The Securities Acts Amendments of 1975 call for the development of a national market system for securities. Proposals designed to meet this requirement generally fall into one of two categories. The first envisions a network of conventional stock exchanges connected by electronic means (e.g., the Intermarket Trading System, or ITS). The second envisions a computer-assisted market mechanism that would replace the “auditory” trading arenas of traditional exchanges with one nationwide “visual” trading arena.
The New York Stock Exchange (NYSE) has asserted that a computer-assisted market mechanism could not handle the myriad orders currently handled on conventional exchanges. Within either arena, however, orders have no standing. Before any order can be executed, the agent must translate it into a bid or offer at a specific price. Thus, whether the trading arena is the traditional stock exchange floor or a computer-assisted market, it need not accommodate orders — only bids and offers.
One of the prime specifications of the ’75 Act is that the national market system enable brokers to execute investors’ orders in the best market. Under current NYSE rules, only the best bids and offers on the specialist’s book are broadcast to other exchanges and to the public.
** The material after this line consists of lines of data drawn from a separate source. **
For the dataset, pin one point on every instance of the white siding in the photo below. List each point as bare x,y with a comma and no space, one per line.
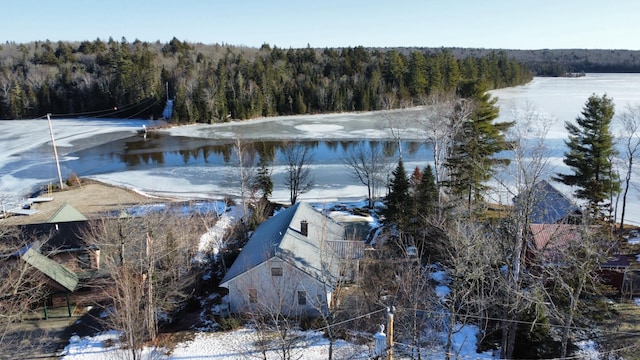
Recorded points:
277,294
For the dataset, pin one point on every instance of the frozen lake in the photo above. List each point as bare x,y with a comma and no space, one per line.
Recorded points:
195,161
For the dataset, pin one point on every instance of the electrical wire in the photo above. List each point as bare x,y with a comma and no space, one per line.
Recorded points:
109,111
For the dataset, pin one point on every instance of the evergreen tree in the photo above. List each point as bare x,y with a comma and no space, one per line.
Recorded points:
398,198
263,183
426,193
472,161
590,153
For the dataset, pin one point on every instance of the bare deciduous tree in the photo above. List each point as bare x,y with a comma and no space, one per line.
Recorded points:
150,262
570,267
369,165
529,166
630,139
441,120
246,171
298,178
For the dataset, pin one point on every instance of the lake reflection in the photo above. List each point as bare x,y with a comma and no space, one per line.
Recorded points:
161,150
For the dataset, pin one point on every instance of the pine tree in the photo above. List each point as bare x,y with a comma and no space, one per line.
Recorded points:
262,182
471,161
398,199
426,193
590,153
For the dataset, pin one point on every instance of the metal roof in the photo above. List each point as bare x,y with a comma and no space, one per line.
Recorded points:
59,273
66,213
550,206
281,236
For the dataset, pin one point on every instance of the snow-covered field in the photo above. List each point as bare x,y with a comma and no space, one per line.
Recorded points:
25,150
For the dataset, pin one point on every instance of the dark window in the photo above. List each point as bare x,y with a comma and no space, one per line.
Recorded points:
276,271
84,261
253,296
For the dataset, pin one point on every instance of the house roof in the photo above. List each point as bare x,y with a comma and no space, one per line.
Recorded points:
549,205
550,236
59,273
552,239
281,236
60,237
66,213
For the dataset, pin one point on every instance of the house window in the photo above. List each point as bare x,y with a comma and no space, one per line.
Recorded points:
84,262
276,271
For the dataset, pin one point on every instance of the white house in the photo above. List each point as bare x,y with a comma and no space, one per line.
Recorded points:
288,266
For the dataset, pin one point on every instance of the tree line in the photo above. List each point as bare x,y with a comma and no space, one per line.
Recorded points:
214,83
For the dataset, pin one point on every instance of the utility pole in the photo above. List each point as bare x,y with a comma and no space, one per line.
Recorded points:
390,312
55,151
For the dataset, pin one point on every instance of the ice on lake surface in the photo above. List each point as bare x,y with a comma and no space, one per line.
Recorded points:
26,158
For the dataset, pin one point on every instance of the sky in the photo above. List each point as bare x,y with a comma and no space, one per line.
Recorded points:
505,24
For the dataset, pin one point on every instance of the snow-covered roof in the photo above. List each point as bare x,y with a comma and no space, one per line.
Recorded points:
549,205
283,236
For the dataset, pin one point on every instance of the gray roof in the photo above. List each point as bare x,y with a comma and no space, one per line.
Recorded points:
281,237
66,213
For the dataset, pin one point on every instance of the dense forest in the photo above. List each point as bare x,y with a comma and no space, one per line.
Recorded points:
214,83
560,62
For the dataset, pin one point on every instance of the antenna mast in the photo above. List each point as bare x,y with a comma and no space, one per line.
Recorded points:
55,151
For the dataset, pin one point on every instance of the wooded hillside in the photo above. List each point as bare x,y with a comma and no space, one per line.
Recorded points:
212,83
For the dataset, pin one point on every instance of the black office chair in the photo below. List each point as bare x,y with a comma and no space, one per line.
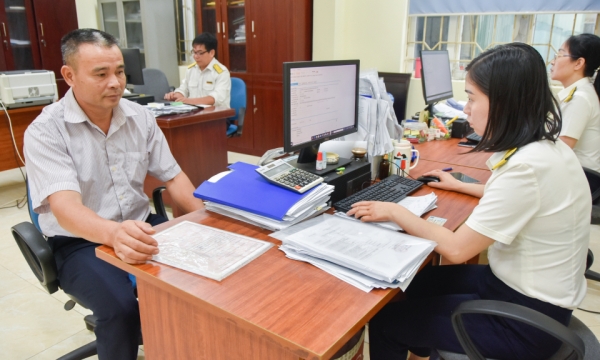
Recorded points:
39,257
593,178
578,340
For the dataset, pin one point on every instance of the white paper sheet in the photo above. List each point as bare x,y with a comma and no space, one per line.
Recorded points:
206,251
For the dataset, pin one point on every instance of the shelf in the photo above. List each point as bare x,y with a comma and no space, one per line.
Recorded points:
20,46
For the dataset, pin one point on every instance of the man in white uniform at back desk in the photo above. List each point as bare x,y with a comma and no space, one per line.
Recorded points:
207,82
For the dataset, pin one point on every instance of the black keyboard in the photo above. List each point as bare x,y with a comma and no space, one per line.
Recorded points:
474,137
392,189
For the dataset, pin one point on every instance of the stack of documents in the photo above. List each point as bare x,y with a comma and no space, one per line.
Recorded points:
360,254
417,205
245,195
206,251
169,110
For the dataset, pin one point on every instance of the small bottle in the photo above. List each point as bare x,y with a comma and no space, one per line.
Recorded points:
384,168
319,165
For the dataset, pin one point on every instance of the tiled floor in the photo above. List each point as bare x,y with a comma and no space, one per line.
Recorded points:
34,325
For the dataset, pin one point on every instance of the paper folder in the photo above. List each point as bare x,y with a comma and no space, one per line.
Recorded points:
245,189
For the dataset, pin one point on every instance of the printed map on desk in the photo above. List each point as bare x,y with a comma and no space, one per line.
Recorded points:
206,251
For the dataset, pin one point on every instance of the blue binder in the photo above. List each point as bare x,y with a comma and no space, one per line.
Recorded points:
243,188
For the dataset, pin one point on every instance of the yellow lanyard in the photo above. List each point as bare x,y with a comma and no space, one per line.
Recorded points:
570,96
507,155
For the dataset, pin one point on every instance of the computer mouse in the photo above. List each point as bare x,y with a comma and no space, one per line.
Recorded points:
428,179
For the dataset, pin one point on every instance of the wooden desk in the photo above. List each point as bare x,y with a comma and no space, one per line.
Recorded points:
20,118
272,308
198,143
448,151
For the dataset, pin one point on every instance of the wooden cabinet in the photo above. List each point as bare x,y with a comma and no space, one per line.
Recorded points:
31,30
255,38
139,23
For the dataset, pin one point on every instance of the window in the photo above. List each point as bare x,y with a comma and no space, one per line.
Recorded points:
466,36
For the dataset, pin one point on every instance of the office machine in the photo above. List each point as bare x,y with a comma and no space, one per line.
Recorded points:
27,88
285,175
391,189
133,66
320,103
436,77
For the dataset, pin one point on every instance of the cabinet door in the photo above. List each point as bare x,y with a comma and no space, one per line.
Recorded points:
280,31
234,34
209,20
267,113
134,36
109,15
54,20
19,35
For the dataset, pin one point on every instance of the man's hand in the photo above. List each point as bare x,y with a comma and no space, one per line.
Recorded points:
132,241
374,210
174,96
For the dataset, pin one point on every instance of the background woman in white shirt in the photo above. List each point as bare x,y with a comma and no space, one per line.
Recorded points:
533,215
575,64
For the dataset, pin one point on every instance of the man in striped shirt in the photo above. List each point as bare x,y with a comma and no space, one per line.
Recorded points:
87,157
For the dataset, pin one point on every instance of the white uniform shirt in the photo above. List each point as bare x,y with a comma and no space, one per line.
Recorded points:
537,209
64,150
581,121
208,82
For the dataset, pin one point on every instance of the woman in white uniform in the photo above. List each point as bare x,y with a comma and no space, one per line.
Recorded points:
575,64
533,217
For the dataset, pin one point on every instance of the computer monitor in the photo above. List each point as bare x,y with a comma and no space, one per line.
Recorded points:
133,66
320,103
435,76
397,84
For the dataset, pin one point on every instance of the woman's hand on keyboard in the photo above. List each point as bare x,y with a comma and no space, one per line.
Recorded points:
373,210
447,181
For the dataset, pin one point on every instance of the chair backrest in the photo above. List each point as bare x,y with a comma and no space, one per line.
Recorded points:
238,96
36,250
32,214
594,182
238,103
155,84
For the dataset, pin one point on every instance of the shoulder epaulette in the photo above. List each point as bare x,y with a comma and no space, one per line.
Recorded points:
570,96
505,158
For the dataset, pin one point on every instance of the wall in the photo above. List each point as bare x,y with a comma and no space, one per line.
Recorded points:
372,31
87,14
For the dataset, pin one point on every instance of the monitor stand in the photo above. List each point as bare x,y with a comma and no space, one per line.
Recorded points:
307,160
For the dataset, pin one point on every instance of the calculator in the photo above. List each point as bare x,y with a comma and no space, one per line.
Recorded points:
285,175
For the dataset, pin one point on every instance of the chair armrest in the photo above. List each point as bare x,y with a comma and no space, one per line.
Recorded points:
37,253
513,312
159,205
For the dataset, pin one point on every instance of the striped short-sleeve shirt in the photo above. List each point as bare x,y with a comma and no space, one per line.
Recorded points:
64,150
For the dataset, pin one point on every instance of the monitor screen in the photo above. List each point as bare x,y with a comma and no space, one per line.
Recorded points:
133,66
436,77
320,103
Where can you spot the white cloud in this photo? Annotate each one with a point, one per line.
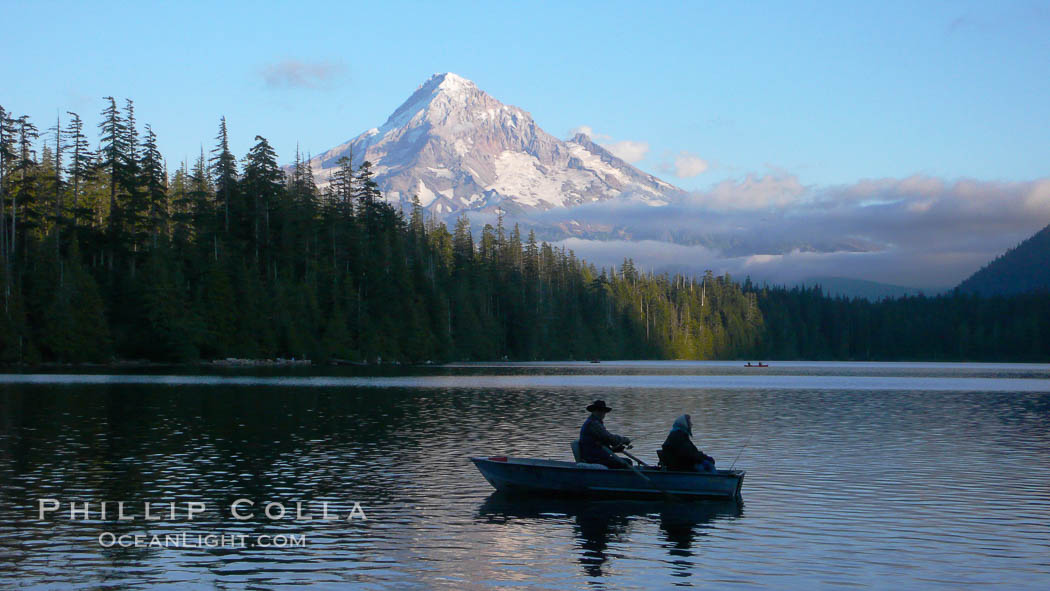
(919, 231)
(686, 165)
(628, 150)
(296, 74)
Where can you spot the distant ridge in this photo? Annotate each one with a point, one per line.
(1023, 269)
(848, 288)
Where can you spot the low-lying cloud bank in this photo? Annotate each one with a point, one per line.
(920, 231)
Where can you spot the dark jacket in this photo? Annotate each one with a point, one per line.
(679, 454)
(593, 436)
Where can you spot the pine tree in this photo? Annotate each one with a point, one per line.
(264, 182)
(154, 182)
(80, 163)
(224, 169)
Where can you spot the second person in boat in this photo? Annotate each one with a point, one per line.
(678, 452)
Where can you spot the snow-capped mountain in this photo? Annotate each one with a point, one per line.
(455, 147)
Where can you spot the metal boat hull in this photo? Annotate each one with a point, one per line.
(551, 477)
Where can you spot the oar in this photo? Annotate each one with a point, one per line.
(644, 477)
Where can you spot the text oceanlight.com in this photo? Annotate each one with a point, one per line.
(229, 541)
(240, 510)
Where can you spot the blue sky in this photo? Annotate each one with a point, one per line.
(898, 142)
(832, 92)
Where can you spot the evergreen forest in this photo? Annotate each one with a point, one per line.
(109, 255)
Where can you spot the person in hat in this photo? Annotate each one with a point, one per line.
(678, 451)
(595, 440)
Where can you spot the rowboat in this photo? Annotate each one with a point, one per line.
(574, 479)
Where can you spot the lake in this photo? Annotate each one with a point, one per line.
(912, 476)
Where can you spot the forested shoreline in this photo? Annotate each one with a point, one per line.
(107, 254)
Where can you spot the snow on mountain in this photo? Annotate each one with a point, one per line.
(457, 148)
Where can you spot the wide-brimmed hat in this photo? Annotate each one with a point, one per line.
(599, 406)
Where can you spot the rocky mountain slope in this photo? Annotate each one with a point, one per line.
(457, 148)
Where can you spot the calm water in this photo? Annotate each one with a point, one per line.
(887, 476)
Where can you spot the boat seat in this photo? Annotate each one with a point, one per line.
(580, 461)
(592, 466)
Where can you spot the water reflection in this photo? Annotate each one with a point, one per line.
(600, 525)
(896, 488)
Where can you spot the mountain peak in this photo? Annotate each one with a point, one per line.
(448, 82)
(455, 147)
Furthermore, participants on the floors of traditional exchanges find it difficult to mix monitoring of ITS display screens with their trading and time consuming to execute an order on another exchange via ITS. In the computer-assisted visual trading arena, the best bid would always have the opportunity to meet the best offer.
The securities industry is understandably hesitant to accept alternatives that depart radically from the current system of exchange floors. Yet now is the time to find out, through experimentation, whether the visual arena is workable.